Why FIG Networking Is Different
FIG groups at most banks have 15-50 professionals (compared to 50-200+ in generalist M&A or leveraged finance). This smaller team size means every hire matters more, and senior bankers are personally invested in recruiting. FIG professionals are often more responsive to thoughtful outreach because candidates who specifically target FIG are more likely to be genuinely committed. The flip side: generic outreach stands out immediately. A banker in a 25-person FIG group will notice a formulaic cold email, and your name gets flagged.
Targeting: Specialist Firms and Bulge Bracket FIG Groups
Most candidates default to bulge bracket FIG groups (Goldman Sachs, JPMorgan, Morgan Stanley) and ignore FIG specialist firms entirely. This is a strategic mistake. KBW (owned by Stifel), Piper Sandler, Hovde Group, and Janney Montgomery Scott are FIG-only firms where every professional works on financial institution transactions. Networking with these firms offers less competition for attention, higher response rates on cold outreach (10-25% at boutiques versus lower at bulge brackets), and deeper FIG conversations.
The optimal strategy: network with two to three bulge bracket FIG groups and two to three specialist firms in parallel.
| Firm Type | Examples | Networking Advantage | Best Approach |
|---|---|---|---|
| Bulge bracket FIG | Goldman Sachs, JPMorgan, Morgan Stanley, BofA | Brand recognition, structured recruiting | Campus events, alumni network, formal channels |
| FIG specialist | KBW (Stifel), Piper Sandler, Hovde | Higher response rates, deeper FIG conversations | Cold email, industry events, LinkedIn research |
| Elite boutique | Evercore, Lazard, PJT Partners | Advisory focus, senior banker access | Alumni connections, targeted cold outreach |
| Middle market | Jefferies, Raymond James, Houlihan Lokey | Growing FIG practices, less competition | Cold email, career fairs, lateral channels |
Cold Outreach That Works
Wait one week before a polite follow-up. Limit yourself to two follow-ups, and email one person per firm to avoid awkward internal forwarding.

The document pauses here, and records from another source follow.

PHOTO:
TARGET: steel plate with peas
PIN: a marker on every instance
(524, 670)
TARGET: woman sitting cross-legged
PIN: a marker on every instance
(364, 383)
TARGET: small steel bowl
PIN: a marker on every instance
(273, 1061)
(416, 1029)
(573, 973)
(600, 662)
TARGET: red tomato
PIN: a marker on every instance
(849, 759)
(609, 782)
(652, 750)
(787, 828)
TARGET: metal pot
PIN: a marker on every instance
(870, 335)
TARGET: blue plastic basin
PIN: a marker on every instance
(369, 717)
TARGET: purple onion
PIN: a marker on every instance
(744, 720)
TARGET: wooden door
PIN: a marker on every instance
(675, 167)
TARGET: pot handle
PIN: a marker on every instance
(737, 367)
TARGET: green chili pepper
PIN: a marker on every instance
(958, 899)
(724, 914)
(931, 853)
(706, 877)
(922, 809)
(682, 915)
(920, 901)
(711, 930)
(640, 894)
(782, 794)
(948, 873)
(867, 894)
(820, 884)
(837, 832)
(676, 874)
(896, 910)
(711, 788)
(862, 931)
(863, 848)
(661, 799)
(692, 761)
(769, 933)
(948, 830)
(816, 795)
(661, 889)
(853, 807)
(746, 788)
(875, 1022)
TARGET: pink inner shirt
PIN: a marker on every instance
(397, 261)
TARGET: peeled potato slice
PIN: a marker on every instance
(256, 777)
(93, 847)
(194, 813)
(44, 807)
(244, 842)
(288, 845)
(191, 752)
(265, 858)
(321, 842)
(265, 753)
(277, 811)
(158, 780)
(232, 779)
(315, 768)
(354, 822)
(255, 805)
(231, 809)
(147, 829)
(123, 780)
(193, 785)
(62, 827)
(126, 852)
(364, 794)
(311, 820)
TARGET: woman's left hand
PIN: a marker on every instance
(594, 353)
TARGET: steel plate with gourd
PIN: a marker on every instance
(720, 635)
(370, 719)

Informational Calls: What to Ask
FIG informational calls should cover three areas. First, team and deal flow: ask about sub-sector coverage, recent deal activity, and how work is staffed across banking, insurance, and asset management clients. Second, sector dynamics: ask about trends in their sub-sector, whether bank consolidation, insurance brokerage PE activity, or private credit growth. Reference specific data or deals to anchor the conversation. Third, career trajectory: ask what drew them to FIG and what career paths they have seen, including exits into FIG-focused PE (JC Flowers, Stone Point), bank corporate development, or insurance strategy roles.
Adapting by Background
Finance or banking background. Lead with sub-sector depth. If you interned at a bank, discuss what you learned about how banks make money from the inside. If you worked in insurance or asset management, explain how that experience shaped your interest in covering those clients as an advisor. Your advantage is credibility; use it by going deeper than competitors on FIG-specific topics.
Non-finance background. Lead with intellectual curiosity. FIG teams value candidates who independently studied bank accounting, built a dividend discount model, or read bank earnings transcripts. Describe the moment that sparked your interest in financial institutions and the steps you took to build FIG knowledge. A non-traditional starting point plus demonstrated initiative is a narrative FIG interviewers respect.
MBA candidates. Leverage your program's alumni network aggressively. Business school alumni in FIG groups are accustomed to taking calls from current students. Prepare for these calls the same way you would prepare for a first-round interview: know the team's deals, understand the firm's positioning, and articulate clearly why FIG specifically.